THE FACTS IN THE FICTION

Though the story is fictional, it draws on the lives of real people in real places.

I've known the Ile de Batz since a family friend moved there with her two children many years ago. On family vacations and choir tours to the island, I would sit at her kitchen table with an assortment of Breton cooking in front of me and absorb the stories she told about her difficult insertion into the closed circle of locals. She tried everything to befriend them: aerobics classes on the beach (open to tourists and locals), fish mongering, participation in island politics, and even bringing in a small missions choir every summer to perform in the usually deserted Catholic church. We often filled it to capacity, speaking God's Truth into a godless and superstitious land. Those are indelible memories for me.

Unfortunately, nothing ever thawed the public perception of this "foreigner" from Paris. Though islanders would greet her husband (a native son) when they passed them on the street, they always studiously ignored her. The stale bread and general nastiness Casey encounters are all based on my friend's own experiences. Yet she persists in her daily struggle to live in this place she loves so dearly. Today, she owns a small restaurant in which she works endlessly, catering to the very people who have made her life so difficult.
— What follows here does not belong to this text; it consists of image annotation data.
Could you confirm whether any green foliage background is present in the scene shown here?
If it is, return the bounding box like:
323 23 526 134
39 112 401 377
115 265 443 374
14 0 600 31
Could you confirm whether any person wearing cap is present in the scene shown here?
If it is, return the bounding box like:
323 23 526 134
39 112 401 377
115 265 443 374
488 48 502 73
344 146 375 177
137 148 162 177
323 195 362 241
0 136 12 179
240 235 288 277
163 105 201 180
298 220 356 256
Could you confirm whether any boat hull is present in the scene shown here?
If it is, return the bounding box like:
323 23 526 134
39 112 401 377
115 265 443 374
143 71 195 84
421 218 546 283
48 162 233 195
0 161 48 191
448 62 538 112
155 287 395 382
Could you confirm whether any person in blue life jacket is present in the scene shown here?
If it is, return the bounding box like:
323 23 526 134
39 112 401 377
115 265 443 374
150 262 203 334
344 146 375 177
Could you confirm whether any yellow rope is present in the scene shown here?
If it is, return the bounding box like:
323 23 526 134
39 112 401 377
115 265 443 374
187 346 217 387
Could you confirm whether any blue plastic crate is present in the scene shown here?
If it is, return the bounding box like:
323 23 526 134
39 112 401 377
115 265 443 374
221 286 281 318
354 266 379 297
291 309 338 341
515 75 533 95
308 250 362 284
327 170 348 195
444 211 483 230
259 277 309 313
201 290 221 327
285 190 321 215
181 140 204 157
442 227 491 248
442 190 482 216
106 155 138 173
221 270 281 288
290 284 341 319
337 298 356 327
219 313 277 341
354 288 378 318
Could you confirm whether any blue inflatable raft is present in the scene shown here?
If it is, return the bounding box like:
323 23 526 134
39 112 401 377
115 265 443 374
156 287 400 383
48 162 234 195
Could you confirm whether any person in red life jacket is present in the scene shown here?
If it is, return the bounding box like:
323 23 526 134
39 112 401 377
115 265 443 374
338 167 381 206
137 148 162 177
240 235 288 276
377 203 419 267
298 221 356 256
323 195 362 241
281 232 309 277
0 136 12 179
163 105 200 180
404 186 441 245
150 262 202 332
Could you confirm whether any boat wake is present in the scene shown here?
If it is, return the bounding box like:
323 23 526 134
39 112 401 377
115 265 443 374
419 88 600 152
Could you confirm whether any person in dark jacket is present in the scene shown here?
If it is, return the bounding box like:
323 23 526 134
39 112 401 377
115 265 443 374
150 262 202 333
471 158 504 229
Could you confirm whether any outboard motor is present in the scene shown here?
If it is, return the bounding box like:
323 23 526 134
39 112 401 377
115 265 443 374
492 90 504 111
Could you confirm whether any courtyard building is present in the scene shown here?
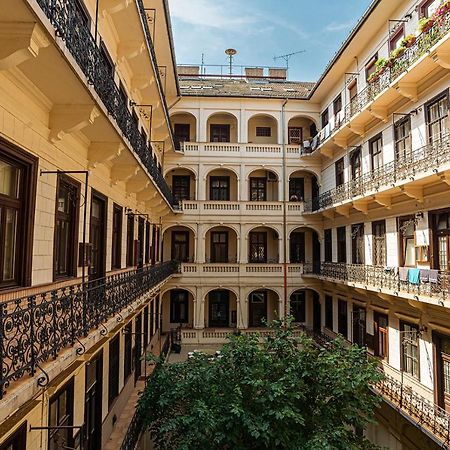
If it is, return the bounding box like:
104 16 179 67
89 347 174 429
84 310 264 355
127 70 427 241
0 0 450 450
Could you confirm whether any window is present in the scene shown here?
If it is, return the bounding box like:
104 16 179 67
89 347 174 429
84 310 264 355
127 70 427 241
256 127 272 137
108 334 120 408
250 177 267 202
372 220 386 266
325 295 333 330
398 216 416 267
321 108 329 128
334 158 344 187
426 93 448 144
211 231 228 263
174 123 191 150
289 178 305 202
400 321 419 378
210 125 230 142
338 299 348 339
394 116 411 162
289 232 305 264
0 144 37 288
249 231 267 263
352 223 365 264
288 127 303 145
348 78 358 101
291 291 306 323
366 54 378 80
171 231 189 262
419 0 441 17
352 305 366 347
127 214 134 267
337 227 347 263
350 148 362 180
369 134 383 171
48 379 73 450
100 41 114 78
209 176 230 201
172 175 191 202
333 94 342 115
170 290 189 323
111 205 123 269
53 174 80 279
389 25 405 51
324 229 333 262
123 322 133 381
374 312 388 359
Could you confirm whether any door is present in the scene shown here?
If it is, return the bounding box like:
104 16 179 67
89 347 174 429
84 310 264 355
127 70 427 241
208 291 230 328
83 353 103 450
173 123 191 150
433 334 450 412
210 125 230 142
373 312 389 359
313 292 322 333
89 194 106 280
137 217 145 267
211 231 228 263
249 291 267 327
134 313 142 383
288 127 303 145
171 231 189 262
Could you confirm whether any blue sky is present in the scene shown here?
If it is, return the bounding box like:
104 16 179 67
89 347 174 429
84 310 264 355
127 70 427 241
169 0 370 81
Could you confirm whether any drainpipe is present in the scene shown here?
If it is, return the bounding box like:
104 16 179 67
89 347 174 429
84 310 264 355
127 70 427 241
281 99 288 318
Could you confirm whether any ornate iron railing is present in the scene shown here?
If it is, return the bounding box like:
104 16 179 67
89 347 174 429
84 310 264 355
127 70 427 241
320 262 450 302
303 327 450 448
343 14 450 123
120 410 144 450
0 262 178 398
304 135 450 212
37 0 179 208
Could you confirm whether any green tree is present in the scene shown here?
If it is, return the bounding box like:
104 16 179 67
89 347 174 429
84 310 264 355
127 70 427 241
138 321 380 450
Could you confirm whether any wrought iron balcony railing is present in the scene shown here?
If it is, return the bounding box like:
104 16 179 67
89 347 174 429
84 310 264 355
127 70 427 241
0 261 178 398
304 134 450 212
319 262 450 302
341 13 450 137
304 328 450 448
37 0 179 208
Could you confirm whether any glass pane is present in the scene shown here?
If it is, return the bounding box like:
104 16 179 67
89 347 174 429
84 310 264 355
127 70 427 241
405 238 416 266
3 209 17 281
0 161 20 198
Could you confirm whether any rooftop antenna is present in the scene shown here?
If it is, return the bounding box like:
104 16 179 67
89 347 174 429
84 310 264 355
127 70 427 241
273 50 306 75
225 48 237 78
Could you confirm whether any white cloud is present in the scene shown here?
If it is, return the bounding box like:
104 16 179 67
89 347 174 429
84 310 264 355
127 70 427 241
325 19 356 32
170 0 255 30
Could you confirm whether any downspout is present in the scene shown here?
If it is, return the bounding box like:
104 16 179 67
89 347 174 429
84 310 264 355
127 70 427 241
281 98 288 319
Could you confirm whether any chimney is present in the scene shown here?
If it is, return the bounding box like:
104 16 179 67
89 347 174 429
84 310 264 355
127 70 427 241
245 67 264 78
269 68 287 80
177 66 200 77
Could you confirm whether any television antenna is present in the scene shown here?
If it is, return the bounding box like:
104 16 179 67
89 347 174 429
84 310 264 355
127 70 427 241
273 50 306 70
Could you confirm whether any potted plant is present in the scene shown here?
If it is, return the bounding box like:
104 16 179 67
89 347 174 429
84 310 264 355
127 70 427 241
419 17 435 33
400 34 416 48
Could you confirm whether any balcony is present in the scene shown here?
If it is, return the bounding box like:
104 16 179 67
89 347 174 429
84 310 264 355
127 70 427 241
180 142 312 158
0 262 178 398
305 329 450 448
310 262 450 306
305 135 450 212
181 263 312 279
37 0 178 209
319 13 450 157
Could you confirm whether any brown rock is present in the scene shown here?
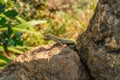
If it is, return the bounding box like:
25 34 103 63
77 0 120 80
0 45 88 80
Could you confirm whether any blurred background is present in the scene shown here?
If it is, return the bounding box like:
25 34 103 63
0 0 97 68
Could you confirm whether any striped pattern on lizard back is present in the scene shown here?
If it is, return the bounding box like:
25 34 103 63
45 34 76 45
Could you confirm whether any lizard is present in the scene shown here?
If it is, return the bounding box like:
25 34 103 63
44 34 77 51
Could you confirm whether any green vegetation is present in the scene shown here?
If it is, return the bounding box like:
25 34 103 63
0 0 96 68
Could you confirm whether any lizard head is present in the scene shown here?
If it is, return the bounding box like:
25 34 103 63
44 34 53 39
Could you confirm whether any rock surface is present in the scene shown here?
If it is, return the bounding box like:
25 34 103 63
0 44 88 80
77 0 120 80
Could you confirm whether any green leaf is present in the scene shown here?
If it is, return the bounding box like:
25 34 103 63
8 26 13 36
0 3 5 13
0 18 6 26
14 20 46 28
4 10 18 18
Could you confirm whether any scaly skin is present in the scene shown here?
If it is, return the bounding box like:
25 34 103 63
44 34 76 49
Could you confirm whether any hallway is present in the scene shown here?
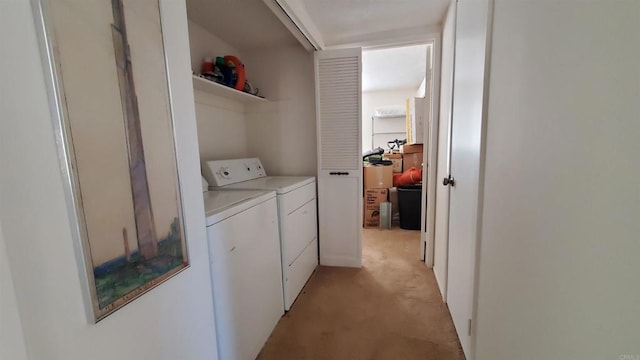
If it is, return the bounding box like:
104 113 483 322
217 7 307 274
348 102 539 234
258 228 464 360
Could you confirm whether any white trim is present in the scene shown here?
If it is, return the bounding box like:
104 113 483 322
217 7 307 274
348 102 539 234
262 0 324 51
469 0 495 354
321 256 362 268
422 35 442 268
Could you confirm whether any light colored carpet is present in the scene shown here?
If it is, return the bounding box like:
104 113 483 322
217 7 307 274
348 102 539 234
258 228 464 360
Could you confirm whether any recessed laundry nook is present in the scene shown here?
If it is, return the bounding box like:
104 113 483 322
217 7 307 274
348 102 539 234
0 0 640 360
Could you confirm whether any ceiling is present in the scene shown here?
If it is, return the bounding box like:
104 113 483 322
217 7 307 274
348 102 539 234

Why place the story in the Ile de Batz? It seemed a natural fit to confront Casey's state of mind with this remote, unfriendly island. I found the juxtaposition fascinating. I also wanted to introduce my readers to a small "corner" of France they might never have discovered on their own. As unfriendly as the islanders can be, the Ile de Batz remains one of the most beautiful, rugged and authentic places I have ever known. There is a folk tale that the air around the Ile de Batz is overloaded with iodes (don't ask!) and that those tend to mess with one's emotions. I'm usually pretty wary of tall tales, but must admit that on every visit I've made to the island, I've found myself prone to the kind of extreme emotional responses that are rare indeed for me! So who knows?? You'll have to check it out for yourselves! They do treat tourists better than their more permanent intruders, so you'll likely get away without any scars!

There are other facts woven into the fiction of "The Edge of Tidal Pools". I'll leave it to you to discern what they are. But the greatest of them is this: God is present in even the most desolate places, whether they be in our minds or in the waters off the coast of France.